Related: Biden officials condemned for backing Trump-era Alaska drilling project
Through the infrastructure bill, Biden had promised a commitment to climate action that would involve new green job creation, a transition to renewable energy, and new investments in environmental justice communities. A White House advisory committee just last month announced initial recommendations for tackling pollution near disenfranchised neighborhoods – with many proposals relying on the significant revenue stream first promised by Biden’s infrastructure bill.
Still, Biden has experienced notable success with other climate and environmental promises. He recommitted the US to the Paris climate agreement, revoked permits for the Keystone XL pipeline (setting the stage for the Canadian power company to terminate construction this month), and suspended oil and gas leases in Alaska’s Arctic national wildlife refuge.
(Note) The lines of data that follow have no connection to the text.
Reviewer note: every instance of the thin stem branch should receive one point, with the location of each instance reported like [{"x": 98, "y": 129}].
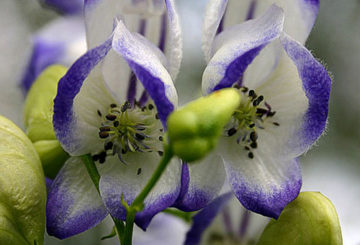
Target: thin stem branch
[
  {"x": 95, "y": 177},
  {"x": 137, "y": 204}
]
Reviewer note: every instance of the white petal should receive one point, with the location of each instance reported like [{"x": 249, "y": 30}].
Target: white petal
[{"x": 129, "y": 179}]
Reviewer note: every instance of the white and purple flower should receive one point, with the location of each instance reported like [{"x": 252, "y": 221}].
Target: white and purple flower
[
  {"x": 285, "y": 93},
  {"x": 113, "y": 104}
]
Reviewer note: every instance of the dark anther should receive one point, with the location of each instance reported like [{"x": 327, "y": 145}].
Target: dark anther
[
  {"x": 125, "y": 106},
  {"x": 95, "y": 157},
  {"x": 110, "y": 117},
  {"x": 102, "y": 157},
  {"x": 232, "y": 131},
  {"x": 103, "y": 134},
  {"x": 271, "y": 113},
  {"x": 244, "y": 89},
  {"x": 108, "y": 145},
  {"x": 261, "y": 111},
  {"x": 139, "y": 136},
  {"x": 251, "y": 155},
  {"x": 105, "y": 128},
  {"x": 258, "y": 100},
  {"x": 253, "y": 136}
]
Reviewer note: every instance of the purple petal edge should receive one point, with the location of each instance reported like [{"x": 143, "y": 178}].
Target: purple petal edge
[
  {"x": 156, "y": 89},
  {"x": 69, "y": 86},
  {"x": 204, "y": 218},
  {"x": 316, "y": 84},
  {"x": 237, "y": 67},
  {"x": 57, "y": 206},
  {"x": 265, "y": 203},
  {"x": 67, "y": 6}
]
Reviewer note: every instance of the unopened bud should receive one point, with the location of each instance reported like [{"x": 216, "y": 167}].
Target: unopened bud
[
  {"x": 194, "y": 129},
  {"x": 310, "y": 219},
  {"x": 38, "y": 119},
  {"x": 23, "y": 191}
]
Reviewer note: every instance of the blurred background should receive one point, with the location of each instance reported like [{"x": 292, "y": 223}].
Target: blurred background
[{"x": 331, "y": 167}]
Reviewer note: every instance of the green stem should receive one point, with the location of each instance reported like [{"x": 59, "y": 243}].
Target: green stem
[
  {"x": 137, "y": 204},
  {"x": 95, "y": 177}
]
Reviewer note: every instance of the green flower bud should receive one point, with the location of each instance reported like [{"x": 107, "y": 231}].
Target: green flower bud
[
  {"x": 38, "y": 119},
  {"x": 22, "y": 188},
  {"x": 310, "y": 219},
  {"x": 194, "y": 129},
  {"x": 52, "y": 156}
]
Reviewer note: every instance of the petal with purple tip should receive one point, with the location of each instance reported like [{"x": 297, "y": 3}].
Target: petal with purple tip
[
  {"x": 73, "y": 204},
  {"x": 300, "y": 15},
  {"x": 204, "y": 218},
  {"x": 173, "y": 48},
  {"x": 67, "y": 6},
  {"x": 213, "y": 15},
  {"x": 127, "y": 180},
  {"x": 236, "y": 49},
  {"x": 148, "y": 69},
  {"x": 76, "y": 120},
  {"x": 205, "y": 180},
  {"x": 265, "y": 183},
  {"x": 316, "y": 84}
]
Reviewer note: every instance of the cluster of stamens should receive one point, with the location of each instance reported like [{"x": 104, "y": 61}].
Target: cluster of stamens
[
  {"x": 247, "y": 118},
  {"x": 128, "y": 128}
]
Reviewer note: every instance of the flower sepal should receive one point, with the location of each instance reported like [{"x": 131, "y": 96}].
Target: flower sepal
[{"x": 194, "y": 129}]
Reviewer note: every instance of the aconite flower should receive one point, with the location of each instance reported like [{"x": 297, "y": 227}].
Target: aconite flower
[
  {"x": 283, "y": 109},
  {"x": 117, "y": 115}
]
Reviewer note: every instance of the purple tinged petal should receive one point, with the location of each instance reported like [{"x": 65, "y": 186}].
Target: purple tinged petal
[
  {"x": 69, "y": 86},
  {"x": 204, "y": 218},
  {"x": 148, "y": 69},
  {"x": 267, "y": 198},
  {"x": 238, "y": 46},
  {"x": 316, "y": 84},
  {"x": 73, "y": 204},
  {"x": 67, "y": 6}
]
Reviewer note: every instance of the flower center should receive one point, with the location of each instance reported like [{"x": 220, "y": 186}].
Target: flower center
[
  {"x": 251, "y": 115},
  {"x": 129, "y": 128}
]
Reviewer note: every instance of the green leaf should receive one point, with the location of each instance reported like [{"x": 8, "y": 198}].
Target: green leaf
[
  {"x": 194, "y": 129},
  {"x": 38, "y": 116},
  {"x": 39, "y": 104},
  {"x": 22, "y": 188},
  {"x": 310, "y": 219}
]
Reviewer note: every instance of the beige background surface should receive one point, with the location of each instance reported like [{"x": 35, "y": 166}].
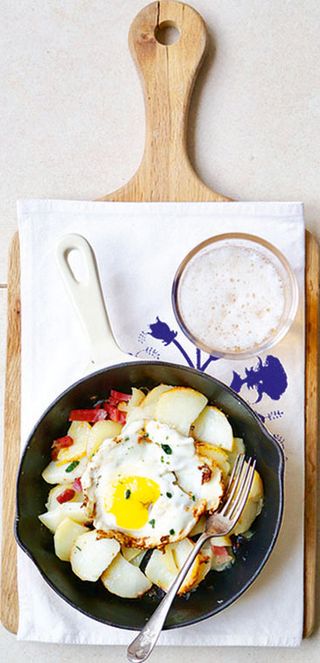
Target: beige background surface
[{"x": 72, "y": 126}]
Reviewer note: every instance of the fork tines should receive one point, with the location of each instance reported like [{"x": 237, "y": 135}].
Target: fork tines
[{"x": 239, "y": 487}]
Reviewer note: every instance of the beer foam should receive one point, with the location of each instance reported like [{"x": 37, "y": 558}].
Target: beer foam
[{"x": 231, "y": 298}]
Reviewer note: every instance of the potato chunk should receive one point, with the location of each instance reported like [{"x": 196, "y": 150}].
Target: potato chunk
[
  {"x": 65, "y": 535},
  {"x": 79, "y": 431},
  {"x": 147, "y": 407},
  {"x": 163, "y": 567},
  {"x": 90, "y": 556},
  {"x": 124, "y": 579},
  {"x": 216, "y": 454},
  {"x": 213, "y": 427},
  {"x": 74, "y": 510},
  {"x": 179, "y": 407}
]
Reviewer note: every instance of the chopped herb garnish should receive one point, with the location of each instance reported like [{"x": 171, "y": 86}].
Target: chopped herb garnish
[{"x": 72, "y": 466}]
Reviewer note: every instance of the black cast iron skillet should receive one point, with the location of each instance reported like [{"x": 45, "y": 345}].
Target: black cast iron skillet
[{"x": 218, "y": 590}]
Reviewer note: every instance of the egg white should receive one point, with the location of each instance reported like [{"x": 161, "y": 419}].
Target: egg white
[{"x": 154, "y": 451}]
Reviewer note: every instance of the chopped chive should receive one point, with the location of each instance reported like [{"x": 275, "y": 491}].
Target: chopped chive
[{"x": 72, "y": 466}]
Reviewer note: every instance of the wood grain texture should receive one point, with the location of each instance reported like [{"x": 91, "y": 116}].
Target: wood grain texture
[
  {"x": 168, "y": 74},
  {"x": 11, "y": 447},
  {"x": 165, "y": 174},
  {"x": 311, "y": 431}
]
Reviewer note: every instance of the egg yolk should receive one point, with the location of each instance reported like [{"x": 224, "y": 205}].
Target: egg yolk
[{"x": 130, "y": 499}]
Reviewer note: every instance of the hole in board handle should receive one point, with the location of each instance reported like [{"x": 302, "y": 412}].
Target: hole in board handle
[
  {"x": 167, "y": 33},
  {"x": 77, "y": 265}
]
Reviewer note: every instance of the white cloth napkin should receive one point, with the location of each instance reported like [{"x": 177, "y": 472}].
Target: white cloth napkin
[{"x": 138, "y": 247}]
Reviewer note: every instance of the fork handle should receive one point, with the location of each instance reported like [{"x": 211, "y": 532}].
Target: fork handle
[{"x": 142, "y": 646}]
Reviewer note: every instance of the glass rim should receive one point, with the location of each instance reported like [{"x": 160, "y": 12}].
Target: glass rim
[{"x": 284, "y": 326}]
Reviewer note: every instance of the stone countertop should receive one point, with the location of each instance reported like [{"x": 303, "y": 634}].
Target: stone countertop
[{"x": 72, "y": 126}]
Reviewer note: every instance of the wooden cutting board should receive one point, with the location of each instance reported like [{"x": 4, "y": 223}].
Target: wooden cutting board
[{"x": 165, "y": 174}]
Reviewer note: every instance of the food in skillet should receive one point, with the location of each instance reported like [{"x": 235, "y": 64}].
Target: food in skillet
[{"x": 136, "y": 477}]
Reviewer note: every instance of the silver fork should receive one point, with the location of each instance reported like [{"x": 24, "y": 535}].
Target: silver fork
[{"x": 219, "y": 524}]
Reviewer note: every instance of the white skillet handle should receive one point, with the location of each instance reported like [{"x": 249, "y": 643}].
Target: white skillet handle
[{"x": 87, "y": 298}]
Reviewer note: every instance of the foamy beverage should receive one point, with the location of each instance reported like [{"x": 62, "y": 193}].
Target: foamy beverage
[{"x": 234, "y": 295}]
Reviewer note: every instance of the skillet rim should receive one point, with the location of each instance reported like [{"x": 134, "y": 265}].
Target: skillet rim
[{"x": 280, "y": 474}]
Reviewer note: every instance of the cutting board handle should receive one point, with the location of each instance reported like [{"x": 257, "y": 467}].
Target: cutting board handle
[{"x": 168, "y": 74}]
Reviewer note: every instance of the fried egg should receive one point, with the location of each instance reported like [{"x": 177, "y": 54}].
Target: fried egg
[{"x": 147, "y": 486}]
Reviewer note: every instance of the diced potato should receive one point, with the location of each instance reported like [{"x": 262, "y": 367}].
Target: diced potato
[
  {"x": 157, "y": 570},
  {"x": 124, "y": 579},
  {"x": 136, "y": 561},
  {"x": 199, "y": 527},
  {"x": 179, "y": 407},
  {"x": 221, "y": 541},
  {"x": 55, "y": 473},
  {"x": 153, "y": 396},
  {"x": 238, "y": 448},
  {"x": 101, "y": 431},
  {"x": 146, "y": 409},
  {"x": 213, "y": 427},
  {"x": 216, "y": 454},
  {"x": 181, "y": 550},
  {"x": 74, "y": 510},
  {"x": 65, "y": 535},
  {"x": 163, "y": 568},
  {"x": 52, "y": 502},
  {"x": 91, "y": 556},
  {"x": 79, "y": 431},
  {"x": 130, "y": 553},
  {"x": 253, "y": 506},
  {"x": 205, "y": 563},
  {"x": 136, "y": 414}
]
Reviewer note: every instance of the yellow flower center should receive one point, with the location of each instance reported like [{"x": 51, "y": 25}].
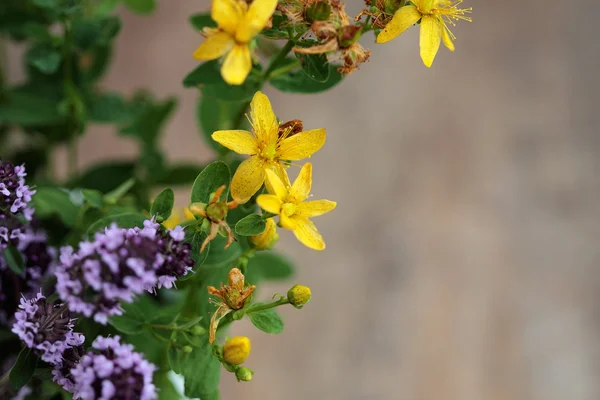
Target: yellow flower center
[
  {"x": 288, "y": 209},
  {"x": 269, "y": 152}
]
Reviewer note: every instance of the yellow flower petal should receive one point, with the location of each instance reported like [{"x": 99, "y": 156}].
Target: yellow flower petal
[
  {"x": 248, "y": 179},
  {"x": 301, "y": 145},
  {"x": 403, "y": 19},
  {"x": 447, "y": 39},
  {"x": 431, "y": 36},
  {"x": 301, "y": 187},
  {"x": 228, "y": 14},
  {"x": 263, "y": 119},
  {"x": 275, "y": 186},
  {"x": 306, "y": 232},
  {"x": 237, "y": 65},
  {"x": 314, "y": 208},
  {"x": 214, "y": 46},
  {"x": 269, "y": 203},
  {"x": 242, "y": 142},
  {"x": 256, "y": 18}
]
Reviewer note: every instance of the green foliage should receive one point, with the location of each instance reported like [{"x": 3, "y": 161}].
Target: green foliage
[
  {"x": 266, "y": 320},
  {"x": 23, "y": 369}
]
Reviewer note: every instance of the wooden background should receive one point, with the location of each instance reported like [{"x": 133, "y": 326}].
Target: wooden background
[{"x": 462, "y": 260}]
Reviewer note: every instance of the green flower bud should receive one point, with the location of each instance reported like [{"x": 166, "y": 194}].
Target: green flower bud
[
  {"x": 244, "y": 374},
  {"x": 299, "y": 295},
  {"x": 318, "y": 12}
]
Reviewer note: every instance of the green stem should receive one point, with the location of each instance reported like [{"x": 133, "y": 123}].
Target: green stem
[{"x": 68, "y": 82}]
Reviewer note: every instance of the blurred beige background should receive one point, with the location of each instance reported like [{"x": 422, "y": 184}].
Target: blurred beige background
[{"x": 462, "y": 262}]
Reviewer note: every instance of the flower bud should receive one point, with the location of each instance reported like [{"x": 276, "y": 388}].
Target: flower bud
[
  {"x": 319, "y": 11},
  {"x": 268, "y": 238},
  {"x": 299, "y": 295},
  {"x": 244, "y": 374},
  {"x": 236, "y": 350}
]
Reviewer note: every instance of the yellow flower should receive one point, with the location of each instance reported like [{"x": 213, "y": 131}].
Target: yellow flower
[
  {"x": 294, "y": 212},
  {"x": 267, "y": 148},
  {"x": 178, "y": 216},
  {"x": 268, "y": 238},
  {"x": 435, "y": 15},
  {"x": 236, "y": 350},
  {"x": 238, "y": 25}
]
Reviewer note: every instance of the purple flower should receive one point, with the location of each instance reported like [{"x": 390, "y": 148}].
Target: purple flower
[
  {"x": 118, "y": 265},
  {"x": 15, "y": 195},
  {"x": 38, "y": 260},
  {"x": 46, "y": 327},
  {"x": 113, "y": 371}
]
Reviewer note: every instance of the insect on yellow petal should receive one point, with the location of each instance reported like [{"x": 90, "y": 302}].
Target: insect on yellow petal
[
  {"x": 430, "y": 39},
  {"x": 248, "y": 178},
  {"x": 275, "y": 186},
  {"x": 214, "y": 46},
  {"x": 259, "y": 13},
  {"x": 228, "y": 14},
  {"x": 301, "y": 145},
  {"x": 269, "y": 203},
  {"x": 301, "y": 187},
  {"x": 314, "y": 208},
  {"x": 237, "y": 65},
  {"x": 403, "y": 19},
  {"x": 306, "y": 232},
  {"x": 263, "y": 119},
  {"x": 242, "y": 142}
]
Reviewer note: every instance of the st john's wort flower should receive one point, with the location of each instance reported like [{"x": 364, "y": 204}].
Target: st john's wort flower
[
  {"x": 238, "y": 25},
  {"x": 435, "y": 16},
  {"x": 267, "y": 147},
  {"x": 113, "y": 371},
  {"x": 15, "y": 195},
  {"x": 45, "y": 327},
  {"x": 289, "y": 202}
]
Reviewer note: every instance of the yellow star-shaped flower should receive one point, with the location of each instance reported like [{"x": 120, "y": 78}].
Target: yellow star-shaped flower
[
  {"x": 289, "y": 202},
  {"x": 238, "y": 25},
  {"x": 267, "y": 148},
  {"x": 435, "y": 15}
]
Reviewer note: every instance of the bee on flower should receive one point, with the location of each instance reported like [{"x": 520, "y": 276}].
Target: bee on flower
[
  {"x": 289, "y": 202},
  {"x": 232, "y": 297},
  {"x": 435, "y": 16},
  {"x": 238, "y": 25},
  {"x": 268, "y": 148}
]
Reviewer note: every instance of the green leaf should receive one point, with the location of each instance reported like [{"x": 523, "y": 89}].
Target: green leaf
[
  {"x": 131, "y": 322},
  {"x": 114, "y": 195},
  {"x": 163, "y": 205},
  {"x": 23, "y": 369},
  {"x": 183, "y": 174},
  {"x": 206, "y": 73},
  {"x": 202, "y": 20},
  {"x": 45, "y": 58},
  {"x": 209, "y": 180},
  {"x": 266, "y": 320},
  {"x": 123, "y": 220},
  {"x": 93, "y": 197},
  {"x": 202, "y": 372},
  {"x": 49, "y": 201},
  {"x": 251, "y": 225},
  {"x": 298, "y": 82},
  {"x": 141, "y": 6},
  {"x": 269, "y": 265},
  {"x": 214, "y": 115},
  {"x": 14, "y": 259}
]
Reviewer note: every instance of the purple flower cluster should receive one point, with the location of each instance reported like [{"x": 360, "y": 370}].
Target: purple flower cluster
[
  {"x": 118, "y": 265},
  {"x": 46, "y": 327},
  {"x": 114, "y": 370},
  {"x": 15, "y": 195}
]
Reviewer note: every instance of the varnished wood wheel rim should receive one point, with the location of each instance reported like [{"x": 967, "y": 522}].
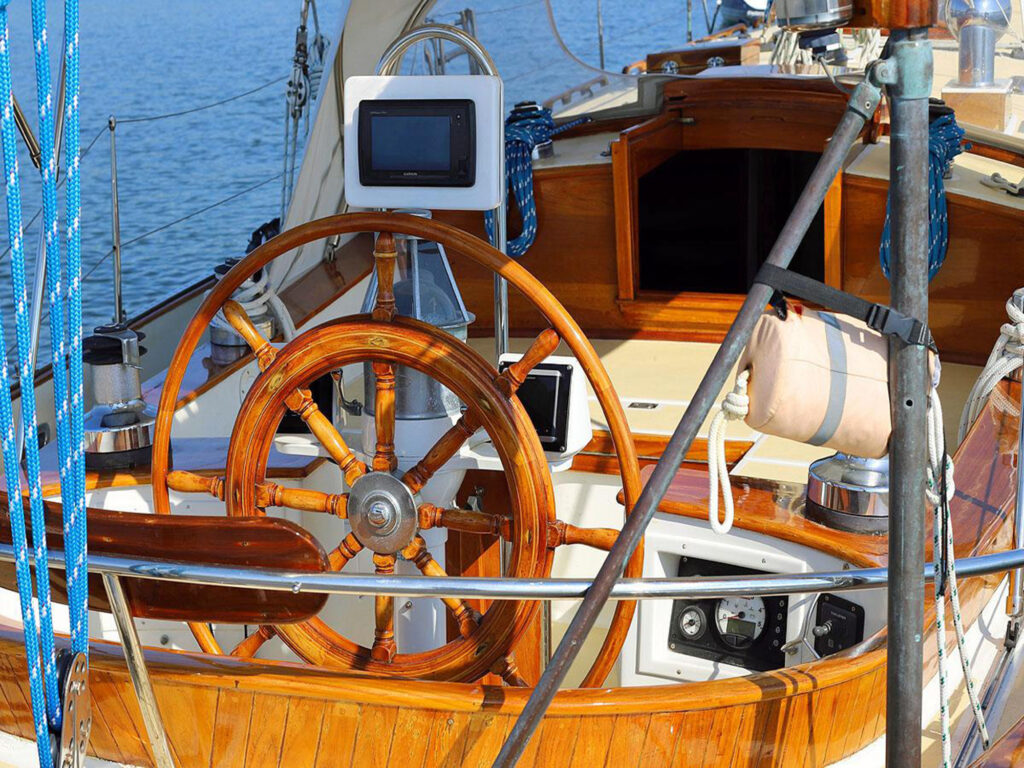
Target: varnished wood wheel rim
[
  {"x": 458, "y": 367},
  {"x": 458, "y": 242}
]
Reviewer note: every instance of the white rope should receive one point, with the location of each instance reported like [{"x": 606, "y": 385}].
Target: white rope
[
  {"x": 734, "y": 407},
  {"x": 939, "y": 466},
  {"x": 1006, "y": 357},
  {"x": 254, "y": 297}
]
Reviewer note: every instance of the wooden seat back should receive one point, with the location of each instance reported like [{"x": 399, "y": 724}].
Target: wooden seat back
[{"x": 260, "y": 542}]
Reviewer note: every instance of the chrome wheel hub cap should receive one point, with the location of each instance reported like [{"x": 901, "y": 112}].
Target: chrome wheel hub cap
[{"x": 382, "y": 513}]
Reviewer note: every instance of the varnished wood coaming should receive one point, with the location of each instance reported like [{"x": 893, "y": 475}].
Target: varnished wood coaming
[
  {"x": 586, "y": 247},
  {"x": 1006, "y": 753},
  {"x": 230, "y": 712},
  {"x": 265, "y": 543}
]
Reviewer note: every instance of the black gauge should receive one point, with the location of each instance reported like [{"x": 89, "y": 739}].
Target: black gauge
[
  {"x": 692, "y": 623},
  {"x": 739, "y": 620}
]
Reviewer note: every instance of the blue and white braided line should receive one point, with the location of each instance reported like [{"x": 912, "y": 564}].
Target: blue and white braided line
[
  {"x": 522, "y": 133},
  {"x": 48, "y": 170},
  {"x": 75, "y": 521},
  {"x": 38, "y": 671},
  {"x": 944, "y": 142}
]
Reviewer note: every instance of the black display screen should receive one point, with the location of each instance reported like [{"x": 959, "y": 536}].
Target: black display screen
[
  {"x": 412, "y": 142},
  {"x": 545, "y": 394},
  {"x": 417, "y": 142},
  {"x": 541, "y": 391}
]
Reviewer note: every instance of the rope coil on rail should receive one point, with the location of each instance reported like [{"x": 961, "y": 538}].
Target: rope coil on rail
[
  {"x": 527, "y": 127},
  {"x": 945, "y": 142}
]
Separately, federal agencies in recent months have also moved to restore clean water protections stripped by Trump, review soot pollution rules, and repeal and replace a decision to allow roads built through Alaska’s Tongass national forest; they also held the country’s first offshore wind lease sale. Green groups consider all those actions to be wins.
“We aren’t pessimistic at this moment, but we are searching a little bit and we are hoping we see things happen,” Nichols said. “Really we want to see something that strikes at the heart of the fossil fuel industry and makes clear this administration does not view the fossil fuel industry as any kind of a friend.”